Themes of struggle with one's own subconscious are also present in Tishkov's work that focuses on other imaginary beings, in particular the Divers, or Vodolazy. Inspired by a childhood memory of divers dragging the bodies of drowned scuba divers out of a lake, Tishkov draws his Divers (at lower left) as mere black wet suits that appear to have no wearer inside.
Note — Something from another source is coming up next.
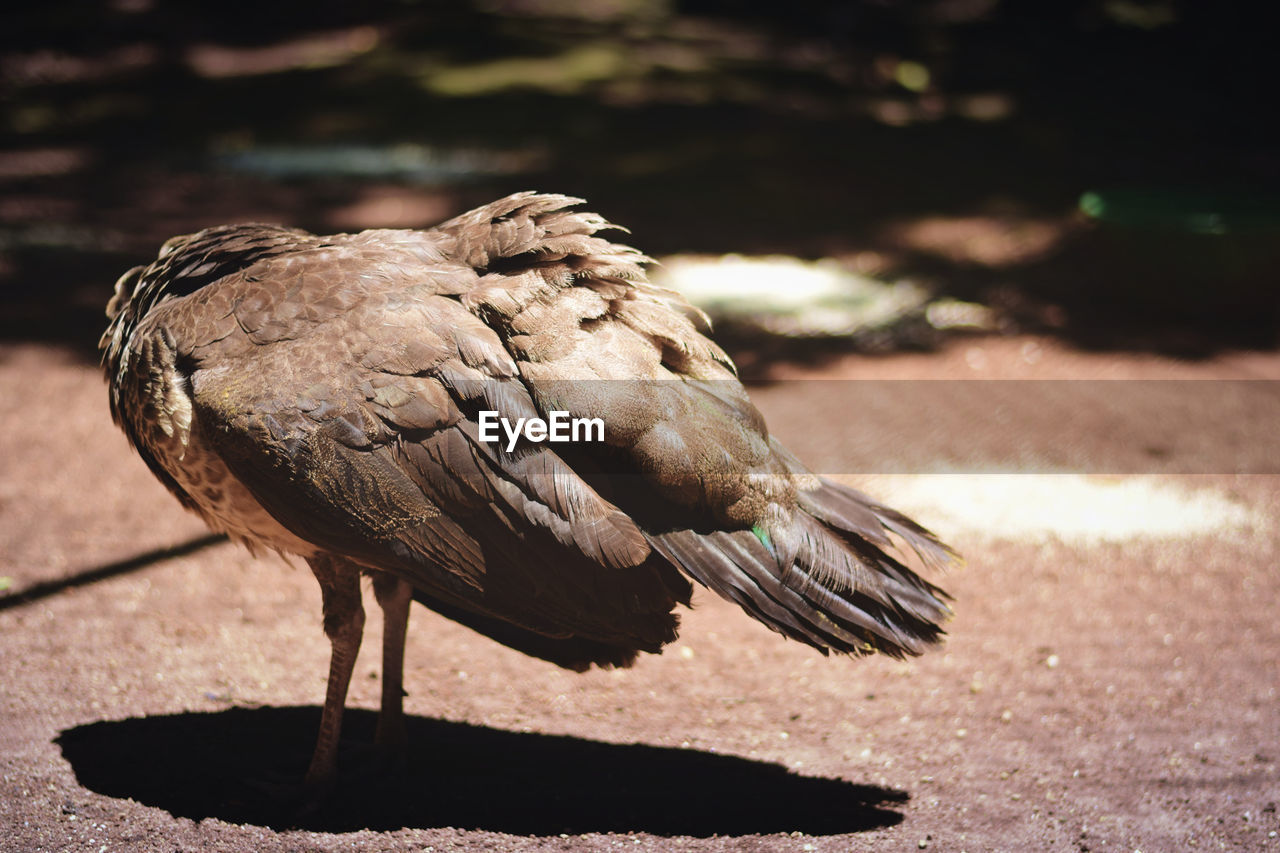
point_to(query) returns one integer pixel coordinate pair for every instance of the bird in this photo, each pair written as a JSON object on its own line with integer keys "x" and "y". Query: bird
{"x": 338, "y": 398}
Only when the Diver sheds its exterior, or wet suit, he said, can it achieve freedom and understanding. "We are all Divers. We are released in time with the unwinding of the umbilical cord, and it drags us away to the bosom of the Divers' big momma, where we throw away our diving suits and become who we always were."

In many of the drawings, Divers battle the substitution of culture for self, as in "The Suffocating Leading the Unseeing" and "Having Come Under the Influence of McDonald's Philosophy, the Diver Turns Into a Big Mac."

Others hark back to that terrible memory of the drowning victims, such as "A Friendly Family of Divers Goes to Submersion," where two Diver parents lead their trusting, non-Diver daughter into the water. Others are simply absurd, such as "A Diver in the Snow Means Spring is Coming," in which a skier discovers a diver half-buried in snow and draws the conclusion that spring is near.

Though Tishkov has been exhibiting his work on the Divers, the Dablus, the Dabloids and the Stomachs for more than a decade, any two exhibits by the artist - even on the same theme - are rarely the same, as their content evolves constantly, with Tishkov spinning new tales for his absurd menagerie.

The entire imaginary population has been presented in drawings, videos and plays screened and exhibited all over Russia and Europe and in a dozen cities in the United States and Latin America. In the capital, the New Tretyakov Gallery's permanent collection of contemporary Russian art also contains some of Tishkov's work, including several drawings and paintings of the Dabloids and the Stomachs. His work is held abroad at collections in Illinois, at Duke University in North Carolina and in a number of German galleries.

Despite the wide exposure of Tishkov's work, however, his restless creatures are not content to live only on paper, canvas and videotape.

They pushed him, he said, to create a "social installation" as well, and in 1993 he established the noncommercial Dablus Fund "for greater activity toward the Dabloidization of the world." One of its first stated, but unrealized, goals was to place a monument to the Dabloids on Lubyanskaya Ploshchad, in the spot where the statue of the feared secret police chief Felix Dzerzhinsky once stood.

Despite the real-world chores of running the Dablus Fund - now called the Dablus Foundation, the nonprofit, privately funded foundation organizes group exhibits, book printings and generally promotes Dablus and Dabloid in Russia and abroad - Tishkov still regularly retreats into in his fantasy world of internal organs and enigmatic entities.

"I continue into a fantastical, critical world. For me, the surrounding world is half-made," he said, seated on a couch in his studio, among stuffed Dabloids, Divers and an anatomically accurate heart.
Pointing to one of his wearable art items, a shiny boxer's robe labeled "DSD" - short for Deep Sea Diver - he said: "You can see the robe, but you have to know the rest. The picture is pretty, but it is not enough. You need the story."

Tishkov's work is currently on display at the Slought Foundation of Pennsylvania in Philadelphia and at the Washington's Corcoran Art Gallery. His next local exhibit opens at the New Manezh Gallery in May.